Senmaizuke

2023.02.23 | Kiszonki i marynaty

W kuchni japońskiej występuje wiele marynowanych warzyw, które są integralną częścią klasycznego japońskiego posiłku. Jedno z nich to senmaizuke.

Przepis

Proporcje są na 1 kg rzodkwi, ale oczywiście należy je dostosować do masy warzywa.

  • 1 kg białej rzodkwi
  • 25 g soli
  • 60 g cukru
  • 50 g octu ryżowego
  • 20 g mirinu
  • ok 10 cm kawałek kombu
  • 2 suszone papryczki chili

Rzodkiew obrać i pokroić na plastry grubośco 2-3 mm. Zasypać przygotowaną solą, dbając o to, by każdy plasterek miał z nią kontakt. Ułożyć plasterki w szczelnie zamykanym pojemniku i umieścić w lodówce na 2 dni.

Odsączyć wodę z rzodkwi. Zalewę przygotować mieszając cukier z octem i mirinem, mieszając do rozpuszczenia. Następnie drobno wkroić do niej za pomocą nożyczek papryczkę i wodorosty kombu. Układać plastry rzodkwi warstwami, nakładając między każdą warstwę nieco marynaty. Zamknąć szczelnie i ponownie umieścić w lodówce na dwa dni.

Dodatkowe informacje

Danie to nosi nazwę daikon no senmaizuke, czyli senmaizuke z białej rzodkwi. Jej bardziej tradycyjnym wariantem jest kabu no senmaizuke, przygotowywane w ten sam sposób, zastępując jednak rzodkiew japońską odmianą białej rzepy.

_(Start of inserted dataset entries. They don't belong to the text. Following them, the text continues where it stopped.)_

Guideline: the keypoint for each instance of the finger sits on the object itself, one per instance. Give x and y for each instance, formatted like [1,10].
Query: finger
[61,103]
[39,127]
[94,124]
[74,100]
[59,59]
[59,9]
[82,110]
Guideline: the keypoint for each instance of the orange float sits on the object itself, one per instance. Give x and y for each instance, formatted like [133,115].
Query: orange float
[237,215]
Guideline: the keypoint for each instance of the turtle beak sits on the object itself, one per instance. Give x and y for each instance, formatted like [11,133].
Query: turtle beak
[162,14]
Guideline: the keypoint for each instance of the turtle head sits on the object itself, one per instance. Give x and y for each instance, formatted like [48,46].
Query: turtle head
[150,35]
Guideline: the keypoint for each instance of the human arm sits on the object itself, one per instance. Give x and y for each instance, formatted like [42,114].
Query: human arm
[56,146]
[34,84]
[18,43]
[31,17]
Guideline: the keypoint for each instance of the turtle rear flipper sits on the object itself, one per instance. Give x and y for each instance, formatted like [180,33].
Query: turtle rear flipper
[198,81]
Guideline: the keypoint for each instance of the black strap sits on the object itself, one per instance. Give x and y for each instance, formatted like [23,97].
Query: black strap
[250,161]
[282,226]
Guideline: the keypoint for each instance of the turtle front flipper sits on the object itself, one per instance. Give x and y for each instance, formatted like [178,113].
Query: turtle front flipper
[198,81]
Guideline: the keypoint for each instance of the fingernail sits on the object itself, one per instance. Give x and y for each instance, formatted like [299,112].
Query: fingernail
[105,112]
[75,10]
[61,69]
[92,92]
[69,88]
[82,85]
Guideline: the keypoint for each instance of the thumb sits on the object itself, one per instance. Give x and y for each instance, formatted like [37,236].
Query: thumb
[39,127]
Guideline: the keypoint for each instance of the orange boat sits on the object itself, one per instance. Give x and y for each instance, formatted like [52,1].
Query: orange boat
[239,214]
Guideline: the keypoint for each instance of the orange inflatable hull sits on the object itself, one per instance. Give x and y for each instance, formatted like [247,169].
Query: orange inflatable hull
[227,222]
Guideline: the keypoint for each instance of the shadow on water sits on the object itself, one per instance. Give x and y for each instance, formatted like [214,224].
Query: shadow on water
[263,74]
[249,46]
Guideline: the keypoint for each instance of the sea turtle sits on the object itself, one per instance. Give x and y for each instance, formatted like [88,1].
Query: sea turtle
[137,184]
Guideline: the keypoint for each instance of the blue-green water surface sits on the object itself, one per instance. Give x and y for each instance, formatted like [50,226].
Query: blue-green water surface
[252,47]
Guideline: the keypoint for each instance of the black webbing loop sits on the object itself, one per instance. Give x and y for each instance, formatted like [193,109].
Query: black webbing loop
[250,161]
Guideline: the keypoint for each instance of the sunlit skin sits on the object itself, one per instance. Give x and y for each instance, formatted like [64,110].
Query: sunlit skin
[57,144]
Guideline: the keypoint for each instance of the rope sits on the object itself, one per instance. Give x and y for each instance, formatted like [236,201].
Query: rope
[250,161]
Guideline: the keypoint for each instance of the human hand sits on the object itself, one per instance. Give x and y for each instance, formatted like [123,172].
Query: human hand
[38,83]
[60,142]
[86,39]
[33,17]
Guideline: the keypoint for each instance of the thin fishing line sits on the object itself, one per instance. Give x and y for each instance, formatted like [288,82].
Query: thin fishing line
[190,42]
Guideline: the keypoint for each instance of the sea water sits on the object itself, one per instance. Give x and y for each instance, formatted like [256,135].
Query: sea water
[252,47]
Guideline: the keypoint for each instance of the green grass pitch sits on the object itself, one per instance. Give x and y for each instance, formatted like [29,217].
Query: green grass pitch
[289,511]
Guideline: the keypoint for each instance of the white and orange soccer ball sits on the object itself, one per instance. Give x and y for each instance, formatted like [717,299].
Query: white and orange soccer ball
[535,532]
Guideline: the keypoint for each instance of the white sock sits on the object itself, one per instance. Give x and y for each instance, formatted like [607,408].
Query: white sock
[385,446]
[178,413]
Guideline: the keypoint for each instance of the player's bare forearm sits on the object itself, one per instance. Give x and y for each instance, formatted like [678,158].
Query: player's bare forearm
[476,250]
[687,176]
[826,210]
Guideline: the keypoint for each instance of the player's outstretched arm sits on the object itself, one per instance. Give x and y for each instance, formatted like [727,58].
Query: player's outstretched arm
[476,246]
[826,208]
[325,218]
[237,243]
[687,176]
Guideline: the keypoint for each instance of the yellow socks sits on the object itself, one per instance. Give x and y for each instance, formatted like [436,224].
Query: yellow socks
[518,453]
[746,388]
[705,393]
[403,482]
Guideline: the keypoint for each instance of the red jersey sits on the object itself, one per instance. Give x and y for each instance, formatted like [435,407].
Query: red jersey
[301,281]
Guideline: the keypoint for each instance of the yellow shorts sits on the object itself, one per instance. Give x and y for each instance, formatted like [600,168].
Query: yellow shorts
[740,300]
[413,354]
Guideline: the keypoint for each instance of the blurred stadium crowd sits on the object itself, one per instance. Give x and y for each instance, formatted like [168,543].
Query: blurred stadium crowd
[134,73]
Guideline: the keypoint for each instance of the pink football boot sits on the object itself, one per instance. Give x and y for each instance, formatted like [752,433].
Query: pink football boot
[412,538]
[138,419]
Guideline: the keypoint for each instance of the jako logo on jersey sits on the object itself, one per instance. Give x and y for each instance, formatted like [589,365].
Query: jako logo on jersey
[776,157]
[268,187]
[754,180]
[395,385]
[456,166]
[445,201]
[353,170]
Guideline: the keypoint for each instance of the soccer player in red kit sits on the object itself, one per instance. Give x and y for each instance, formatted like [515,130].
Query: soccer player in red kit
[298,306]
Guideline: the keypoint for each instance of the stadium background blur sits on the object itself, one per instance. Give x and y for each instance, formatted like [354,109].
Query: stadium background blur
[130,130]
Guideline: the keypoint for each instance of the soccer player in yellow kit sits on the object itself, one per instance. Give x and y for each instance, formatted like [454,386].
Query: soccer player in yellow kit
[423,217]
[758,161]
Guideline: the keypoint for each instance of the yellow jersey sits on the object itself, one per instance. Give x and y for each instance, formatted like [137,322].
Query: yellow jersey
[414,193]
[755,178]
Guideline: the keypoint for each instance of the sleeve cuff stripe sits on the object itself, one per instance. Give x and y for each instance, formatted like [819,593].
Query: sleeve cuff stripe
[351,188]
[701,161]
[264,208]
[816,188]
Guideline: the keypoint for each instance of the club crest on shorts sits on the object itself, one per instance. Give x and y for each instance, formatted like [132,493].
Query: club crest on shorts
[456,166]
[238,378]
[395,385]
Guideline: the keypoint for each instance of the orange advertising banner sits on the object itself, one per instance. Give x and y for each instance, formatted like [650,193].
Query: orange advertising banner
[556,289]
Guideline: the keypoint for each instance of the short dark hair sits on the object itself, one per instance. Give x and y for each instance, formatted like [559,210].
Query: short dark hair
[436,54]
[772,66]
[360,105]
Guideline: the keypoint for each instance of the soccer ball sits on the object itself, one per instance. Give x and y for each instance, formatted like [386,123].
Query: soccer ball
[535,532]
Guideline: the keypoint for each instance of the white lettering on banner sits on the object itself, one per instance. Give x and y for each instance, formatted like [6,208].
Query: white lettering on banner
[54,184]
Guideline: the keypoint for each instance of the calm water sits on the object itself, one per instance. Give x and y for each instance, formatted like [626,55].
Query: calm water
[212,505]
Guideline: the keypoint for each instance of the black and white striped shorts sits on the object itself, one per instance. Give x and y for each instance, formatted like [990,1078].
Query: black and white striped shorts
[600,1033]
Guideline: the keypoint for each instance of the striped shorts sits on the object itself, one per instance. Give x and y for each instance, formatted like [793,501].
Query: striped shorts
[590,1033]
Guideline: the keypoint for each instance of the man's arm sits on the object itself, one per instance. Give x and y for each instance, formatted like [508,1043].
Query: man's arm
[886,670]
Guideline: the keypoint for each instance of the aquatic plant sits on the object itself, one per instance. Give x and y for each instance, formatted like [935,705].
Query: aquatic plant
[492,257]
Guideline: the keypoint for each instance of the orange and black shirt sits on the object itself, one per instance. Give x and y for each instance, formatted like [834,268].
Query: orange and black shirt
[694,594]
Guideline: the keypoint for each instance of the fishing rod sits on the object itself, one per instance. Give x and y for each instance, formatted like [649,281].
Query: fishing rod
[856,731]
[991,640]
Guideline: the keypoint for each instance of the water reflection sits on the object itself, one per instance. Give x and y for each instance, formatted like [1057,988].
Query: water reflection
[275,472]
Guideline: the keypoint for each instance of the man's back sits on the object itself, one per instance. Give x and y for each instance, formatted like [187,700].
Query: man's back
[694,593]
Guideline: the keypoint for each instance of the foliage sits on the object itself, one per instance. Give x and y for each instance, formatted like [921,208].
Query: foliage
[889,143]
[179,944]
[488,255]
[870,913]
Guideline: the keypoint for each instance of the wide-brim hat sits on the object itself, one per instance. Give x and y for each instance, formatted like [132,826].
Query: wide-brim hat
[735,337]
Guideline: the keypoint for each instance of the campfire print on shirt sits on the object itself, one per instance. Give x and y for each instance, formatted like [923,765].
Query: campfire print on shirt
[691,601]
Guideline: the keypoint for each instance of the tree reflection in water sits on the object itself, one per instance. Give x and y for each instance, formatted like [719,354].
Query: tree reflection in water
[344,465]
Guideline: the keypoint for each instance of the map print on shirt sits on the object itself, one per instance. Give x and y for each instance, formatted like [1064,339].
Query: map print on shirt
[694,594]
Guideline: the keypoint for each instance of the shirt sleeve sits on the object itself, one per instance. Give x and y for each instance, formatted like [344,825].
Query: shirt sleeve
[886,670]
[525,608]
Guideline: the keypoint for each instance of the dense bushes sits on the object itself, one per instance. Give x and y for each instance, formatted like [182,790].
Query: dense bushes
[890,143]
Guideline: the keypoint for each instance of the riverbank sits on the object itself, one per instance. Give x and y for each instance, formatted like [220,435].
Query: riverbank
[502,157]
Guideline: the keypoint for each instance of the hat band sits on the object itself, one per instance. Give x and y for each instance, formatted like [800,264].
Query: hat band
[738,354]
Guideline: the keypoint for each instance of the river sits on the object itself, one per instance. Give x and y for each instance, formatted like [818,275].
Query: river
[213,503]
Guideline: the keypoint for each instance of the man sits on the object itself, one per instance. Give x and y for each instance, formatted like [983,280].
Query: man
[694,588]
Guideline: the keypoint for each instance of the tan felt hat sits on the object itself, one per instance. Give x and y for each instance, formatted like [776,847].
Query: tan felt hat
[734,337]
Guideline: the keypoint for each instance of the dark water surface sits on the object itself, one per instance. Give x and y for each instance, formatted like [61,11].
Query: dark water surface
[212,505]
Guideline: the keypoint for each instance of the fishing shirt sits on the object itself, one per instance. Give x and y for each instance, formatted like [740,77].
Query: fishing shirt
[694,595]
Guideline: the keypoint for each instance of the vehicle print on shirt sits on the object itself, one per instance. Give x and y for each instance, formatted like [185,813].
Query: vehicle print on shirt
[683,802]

Przygotowywałem warianty senmaizuke z użyciem czarnej rzodkwi i kalarepy. Czarna rzodkiew ma mocny smak, który moim zdaniem nie współgra z marynatą tak dobrze jak biała. Kalarepa natomiast jest łagodna i dobrze się odnajduje w tym daniu.

Transkrypcja filmu

Chyba najwyższy czas, bym pokazał przepis z Azji Wschodniej. Konkretnie, z Japonii. Oto mój sposób na senmaizuke, a dokładniej jego wariant zwany daikon no senmaizuke. Pełny przepis i nieco dodatkowych informacji można znaleźć na blogu.

Obieram białą rzodkiew. Następnie kroję ją w plasterki o grubości 2-3 mm i umieszczam je w misce. Zanim zamarynuję rzodkiew, muszę ją zasolić. Wsypuję sól do miski i wcieram ją w rzodkiew, tak, by wszystkie plasterki miały z nią kontakt. Sód w soli tworzy ciśnienie osmotycznie wysysające wodę z komórek rzodkwi. Gdy skończę, układam plastry warstwami w pojemniku. Wstawię je do lodówki na dwa dni zanim będę kontynuował przygotowanie.

Tak wygląda zasolona rzodkiew. Poza kamerą przygotowałem też nietradycyjną wersję tego dania używając kalarepy.

Po dwóch dniach rzodkiew jest gotowa do marynowania. Wśród moich składników znalazły się ocet ryżowy, mirin, cukier, suszone papryczki chili i suszone wodorosty kombu. W naczyniu mieszam cukier, mirin i ocet. Mieszam wszystko póki większość cukru się nie rozpuści. Jest go wystarczająco dużo, by nadać warzywom mnóstwo słodkiego smaku. Następnie dodaję papryczki. Lubię pozbyć się nadmiaru pestek. Kroję je w cieniutkie krążki lub paseczki za pomocą nożyczek. Moje papryczki są bardzo ostre, a ja lubię pikantne senmaizuke, ale można użyć papryczek mniej lub zamienić je na słodszą odmianę. Kombu sprzedawane jest w postaci suchych, skórzastych prostokątów. Nie potrzebuję całego. Tnę go na paseczki. Wreszcie, paseczki kroję w prostokątne kawałeczki. Tego składnika nie da się zastąpić czymś innym. Dodaje nieco umami do marynaty.

Odsączam nadmiar wody z plastrów rzodkwi. Następnie układam je warstwami w tym samym pojemniku, a między każdą warstwę nakładam trochę marynaty. I to koniec pracy. Pojemnik trafi do lodówki na kolejne dwa dni. W tym czasie smaki się przenikną i dojrzeją. Zrobiłem to samo z wersją z kalarepy.

Nareszcie nadszedł czas, by spróbować mojego senmaizuke. Zazwyczaj jem je jako część posiłku w formacie ichiju-sansai, ale sprawdzi się też jako przystawka do dań zachodnich. Zapach nie jest inny niż na początku: warzywa nadal pachną jak świeże, ale marynata dodaje im kilka poziomów złożoności. Spróbujmy. Rzodkiew jest słodka i chrupka, z jedynie delikatną słonością, kwaśnością i umami. Uderzenie pikantności jest silne, ale raz jeszcze zaznaczę, że pikantność można tu dostosować do własnych upodobań. Wersja z kalarepy ma, moim zdaniem, jeszcze bogatszy smak, bo i samo warzywo ma więcej charakteru niż rzodkiew. Obie wersje są jednak przepyszne.